THEOREM2. Consider an operator $\rho: H \to H$ where $H$ is a complex Hilbert space and $\rho$ is trace class, non-negative and $tr(\rho)=1$. Under these hypotheses, $\rho$ is a pure state if and only if $||\rho||_{HS}=1$.
Now consider an operator $\rho: H \to H$ of the form $$\rho = \sum_{i=1}^n q_i \rho_i\tag{0}$$ where $\rho_i := |\phi_i \rangle \langle \phi_i|$ with $\phi_i$ and $q_i$ as in Q2. $\rho$ is trace class, non-negative and we want to check if $||\rho||_{HS}=1$ is possible when $n>1$. This condition is equivalent to saying that $\rho$ is pure.
We can always restrict ourselves to deal with a real vector space of trace class operators, since our trace class operators are self-adjoint and the linear combinations we consider are constructed with real (and non-negative) numbers.
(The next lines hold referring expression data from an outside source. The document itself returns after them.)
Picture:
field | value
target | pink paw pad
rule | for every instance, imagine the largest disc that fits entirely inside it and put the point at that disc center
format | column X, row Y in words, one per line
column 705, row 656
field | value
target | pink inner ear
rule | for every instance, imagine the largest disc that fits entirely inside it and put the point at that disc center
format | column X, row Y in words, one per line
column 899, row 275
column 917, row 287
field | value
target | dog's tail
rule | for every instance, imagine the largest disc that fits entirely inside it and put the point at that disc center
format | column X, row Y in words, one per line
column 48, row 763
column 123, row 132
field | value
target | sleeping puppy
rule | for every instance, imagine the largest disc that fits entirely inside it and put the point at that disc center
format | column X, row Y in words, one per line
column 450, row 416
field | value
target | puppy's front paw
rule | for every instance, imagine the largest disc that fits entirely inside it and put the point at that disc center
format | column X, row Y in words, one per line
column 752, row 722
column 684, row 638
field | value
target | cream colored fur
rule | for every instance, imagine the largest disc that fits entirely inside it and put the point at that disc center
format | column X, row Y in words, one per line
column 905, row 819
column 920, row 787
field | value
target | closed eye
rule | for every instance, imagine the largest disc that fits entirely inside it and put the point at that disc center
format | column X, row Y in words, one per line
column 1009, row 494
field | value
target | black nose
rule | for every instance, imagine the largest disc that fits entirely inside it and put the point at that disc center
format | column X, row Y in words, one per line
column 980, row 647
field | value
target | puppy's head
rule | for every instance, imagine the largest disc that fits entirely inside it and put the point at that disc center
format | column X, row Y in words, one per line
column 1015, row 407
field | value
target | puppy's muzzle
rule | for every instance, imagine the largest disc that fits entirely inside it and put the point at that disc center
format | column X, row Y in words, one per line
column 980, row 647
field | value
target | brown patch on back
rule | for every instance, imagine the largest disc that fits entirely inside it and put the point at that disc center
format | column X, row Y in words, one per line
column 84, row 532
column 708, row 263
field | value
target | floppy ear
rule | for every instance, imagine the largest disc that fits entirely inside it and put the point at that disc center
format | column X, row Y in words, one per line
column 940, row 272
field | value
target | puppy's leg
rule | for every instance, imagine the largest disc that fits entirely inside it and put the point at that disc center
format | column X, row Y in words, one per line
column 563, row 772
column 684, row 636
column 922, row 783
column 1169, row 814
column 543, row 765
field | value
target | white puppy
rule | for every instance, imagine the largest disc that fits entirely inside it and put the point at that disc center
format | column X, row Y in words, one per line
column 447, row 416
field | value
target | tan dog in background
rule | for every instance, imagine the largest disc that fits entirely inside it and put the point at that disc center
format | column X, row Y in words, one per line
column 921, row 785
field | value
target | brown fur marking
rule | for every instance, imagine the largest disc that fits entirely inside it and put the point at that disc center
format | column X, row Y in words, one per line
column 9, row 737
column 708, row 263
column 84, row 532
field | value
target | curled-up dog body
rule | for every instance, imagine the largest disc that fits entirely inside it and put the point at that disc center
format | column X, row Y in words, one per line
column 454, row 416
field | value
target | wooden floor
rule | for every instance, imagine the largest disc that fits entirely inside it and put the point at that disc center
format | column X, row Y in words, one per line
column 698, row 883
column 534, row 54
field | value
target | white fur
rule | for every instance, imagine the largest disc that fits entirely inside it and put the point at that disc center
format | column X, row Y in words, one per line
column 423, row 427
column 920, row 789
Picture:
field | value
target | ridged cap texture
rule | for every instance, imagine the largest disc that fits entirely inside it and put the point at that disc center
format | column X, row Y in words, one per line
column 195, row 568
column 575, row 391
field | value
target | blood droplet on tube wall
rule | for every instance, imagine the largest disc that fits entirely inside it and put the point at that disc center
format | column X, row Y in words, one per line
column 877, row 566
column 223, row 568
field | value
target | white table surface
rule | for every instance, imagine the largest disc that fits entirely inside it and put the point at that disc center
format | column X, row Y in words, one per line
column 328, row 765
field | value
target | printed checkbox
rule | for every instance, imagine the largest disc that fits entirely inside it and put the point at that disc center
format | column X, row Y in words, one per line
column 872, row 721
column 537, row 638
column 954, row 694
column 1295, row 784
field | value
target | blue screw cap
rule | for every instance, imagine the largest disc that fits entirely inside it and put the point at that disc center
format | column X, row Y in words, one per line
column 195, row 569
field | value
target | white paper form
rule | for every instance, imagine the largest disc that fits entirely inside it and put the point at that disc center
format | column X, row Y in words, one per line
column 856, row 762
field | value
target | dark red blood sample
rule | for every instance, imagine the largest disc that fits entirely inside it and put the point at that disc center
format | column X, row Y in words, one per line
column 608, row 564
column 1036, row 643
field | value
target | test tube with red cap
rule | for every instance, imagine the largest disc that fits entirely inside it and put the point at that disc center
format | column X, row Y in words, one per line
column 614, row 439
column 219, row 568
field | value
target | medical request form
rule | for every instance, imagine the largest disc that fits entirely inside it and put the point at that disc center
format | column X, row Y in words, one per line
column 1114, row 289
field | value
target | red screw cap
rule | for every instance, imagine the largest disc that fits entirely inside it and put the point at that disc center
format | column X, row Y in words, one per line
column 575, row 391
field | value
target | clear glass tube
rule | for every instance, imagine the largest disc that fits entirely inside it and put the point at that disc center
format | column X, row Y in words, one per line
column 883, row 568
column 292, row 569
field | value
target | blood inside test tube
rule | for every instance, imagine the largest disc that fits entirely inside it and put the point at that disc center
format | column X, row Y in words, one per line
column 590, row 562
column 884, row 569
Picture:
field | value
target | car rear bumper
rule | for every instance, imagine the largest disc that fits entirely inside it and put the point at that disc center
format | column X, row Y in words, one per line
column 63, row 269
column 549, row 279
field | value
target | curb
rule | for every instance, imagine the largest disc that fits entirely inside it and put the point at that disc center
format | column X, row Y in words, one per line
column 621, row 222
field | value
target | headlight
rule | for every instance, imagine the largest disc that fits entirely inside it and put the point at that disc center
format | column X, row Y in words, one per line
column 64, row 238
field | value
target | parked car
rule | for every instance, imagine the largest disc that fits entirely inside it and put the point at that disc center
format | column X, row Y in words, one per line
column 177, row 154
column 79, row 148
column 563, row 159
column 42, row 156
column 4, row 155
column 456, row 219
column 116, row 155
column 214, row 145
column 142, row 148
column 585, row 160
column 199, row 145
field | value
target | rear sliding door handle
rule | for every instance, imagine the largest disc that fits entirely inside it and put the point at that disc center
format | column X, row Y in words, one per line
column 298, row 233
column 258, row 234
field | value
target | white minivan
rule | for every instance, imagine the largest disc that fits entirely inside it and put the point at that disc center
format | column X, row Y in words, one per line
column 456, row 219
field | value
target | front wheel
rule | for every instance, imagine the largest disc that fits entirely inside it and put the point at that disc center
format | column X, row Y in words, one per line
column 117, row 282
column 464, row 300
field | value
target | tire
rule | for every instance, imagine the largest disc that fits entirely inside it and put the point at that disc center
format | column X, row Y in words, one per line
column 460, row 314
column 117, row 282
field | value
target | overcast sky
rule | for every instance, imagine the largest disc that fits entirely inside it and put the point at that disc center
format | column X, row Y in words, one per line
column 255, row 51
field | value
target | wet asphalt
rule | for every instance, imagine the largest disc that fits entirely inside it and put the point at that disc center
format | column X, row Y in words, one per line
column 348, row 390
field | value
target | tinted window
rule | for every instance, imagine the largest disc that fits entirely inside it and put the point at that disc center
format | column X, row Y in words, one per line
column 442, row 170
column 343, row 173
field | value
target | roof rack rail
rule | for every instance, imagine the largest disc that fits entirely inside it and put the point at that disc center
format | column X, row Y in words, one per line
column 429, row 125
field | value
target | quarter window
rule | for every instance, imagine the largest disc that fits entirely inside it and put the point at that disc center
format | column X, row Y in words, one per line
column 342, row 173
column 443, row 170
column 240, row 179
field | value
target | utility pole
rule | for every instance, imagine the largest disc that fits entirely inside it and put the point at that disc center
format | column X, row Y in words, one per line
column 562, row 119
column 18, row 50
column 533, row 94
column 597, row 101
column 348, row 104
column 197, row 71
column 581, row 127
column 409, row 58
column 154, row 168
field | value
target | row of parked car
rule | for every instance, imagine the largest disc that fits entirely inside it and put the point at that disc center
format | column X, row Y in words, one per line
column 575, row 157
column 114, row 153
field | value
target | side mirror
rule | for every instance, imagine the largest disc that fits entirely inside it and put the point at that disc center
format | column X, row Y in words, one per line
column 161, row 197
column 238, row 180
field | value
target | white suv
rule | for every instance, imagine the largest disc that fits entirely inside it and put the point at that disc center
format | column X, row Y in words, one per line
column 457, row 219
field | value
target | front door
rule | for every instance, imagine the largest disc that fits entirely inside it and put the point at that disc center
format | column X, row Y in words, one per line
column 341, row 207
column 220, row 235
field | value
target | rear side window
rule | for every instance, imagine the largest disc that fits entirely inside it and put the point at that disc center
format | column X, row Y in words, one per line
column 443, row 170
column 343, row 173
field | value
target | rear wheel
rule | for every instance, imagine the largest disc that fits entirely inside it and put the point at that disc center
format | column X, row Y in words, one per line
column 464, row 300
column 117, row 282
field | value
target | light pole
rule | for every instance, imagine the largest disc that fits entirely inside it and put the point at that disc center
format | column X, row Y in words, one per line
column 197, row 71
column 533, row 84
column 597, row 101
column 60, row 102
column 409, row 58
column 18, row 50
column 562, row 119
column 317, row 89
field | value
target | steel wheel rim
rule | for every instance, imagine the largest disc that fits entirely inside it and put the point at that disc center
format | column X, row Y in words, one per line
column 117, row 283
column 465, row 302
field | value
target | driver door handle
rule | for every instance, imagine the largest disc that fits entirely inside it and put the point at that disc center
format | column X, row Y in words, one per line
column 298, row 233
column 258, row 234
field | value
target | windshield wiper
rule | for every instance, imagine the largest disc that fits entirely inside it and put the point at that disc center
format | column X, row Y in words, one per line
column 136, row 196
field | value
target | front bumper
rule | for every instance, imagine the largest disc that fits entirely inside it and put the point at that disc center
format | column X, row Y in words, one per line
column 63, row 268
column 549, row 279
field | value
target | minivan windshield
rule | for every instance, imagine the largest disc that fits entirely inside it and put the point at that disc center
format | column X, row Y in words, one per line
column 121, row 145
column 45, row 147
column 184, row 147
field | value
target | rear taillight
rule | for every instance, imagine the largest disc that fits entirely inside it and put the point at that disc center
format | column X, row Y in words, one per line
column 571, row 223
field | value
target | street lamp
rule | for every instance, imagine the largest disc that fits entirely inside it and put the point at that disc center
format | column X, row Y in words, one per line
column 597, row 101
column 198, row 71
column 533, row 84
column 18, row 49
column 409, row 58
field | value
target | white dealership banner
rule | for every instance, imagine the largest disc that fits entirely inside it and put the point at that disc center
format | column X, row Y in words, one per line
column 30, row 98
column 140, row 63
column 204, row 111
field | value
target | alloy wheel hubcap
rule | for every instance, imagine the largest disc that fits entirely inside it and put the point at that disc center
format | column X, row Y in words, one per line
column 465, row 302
The scalar product $(\:|\:)_{HS}$ becomes a standard real (symmetric) scalar product in that real subspace.
The crucial observation is that, as it happens in every real vector space equipped with a real scalar product, $$\left|\left|\sum_{i=1}^n x_i\right|\right| \leq \sum_{i=1}^n ||x_i||\tag{1}$$ and "$\leq$" is replaced for "$=$" if and only if $x_i = \alpha_i x$ for some fixed $x$ and non negative numbers $\alpha_i$ where $i=1,\ldots,n$.
In other words, $$\left|\left|\sum_{i=1}^n q_i \rho_i\right|\right|_{HS} \leq \sum_{i=1}^n ||q_i \rho_i||_{HS}\tag{2}$$ and "$\leq$" is replaced for "$=$" if and only if $q_i \rho_i = \alpha_i T$ for some fixed $T$ and non negative numbers $\alpha_i$ where $i=1,\ldots,n$.
Since we know that $$\sum_{i=1}^n ||q_i \rho_i||_{HS}= \sum_{i=1}^n q_i ||\rho_i||_{HS} = \sum_{i=1}^n q_i 1 = \sum_{i=1}^n q_i =1$$ we conclude that If $\rho$ in (0) is pure, then the sign "$\leq$" in (2) is replaced by "$=$", so that $q_i\rho_i = \alpha_i T$ for some fixed operator $T$ and reals $\alpha_i$. Taking the trace of both sides $q_i = \alpha_i tr(T)$ where $tr(T) \neq 0$ because $q_i \neq 0$. Re-defining $T \to \rho_0 := \frac{1}{tr T}T$, we have found that there is a positive trace-class operator $\rho_0$ with unit trace such that $\rho_i= \rho_0$ and furthermore $tr \rho_0^2 = tr \rho_i^2 =1$ so that $\rho_0$ is pure and thus it can be written as $\rho_0 := |\phi_0 \rangle \langle \phi_0|$ for some unit vector $\phi_0$. Summing up, we have obtained that
if $\rho$ in (0) is pure, then $|\phi_i\rangle \langle \phi_i|= |\phi_0 \rangle \langle \phi_0|$ for all $i=1,\ldots, n$.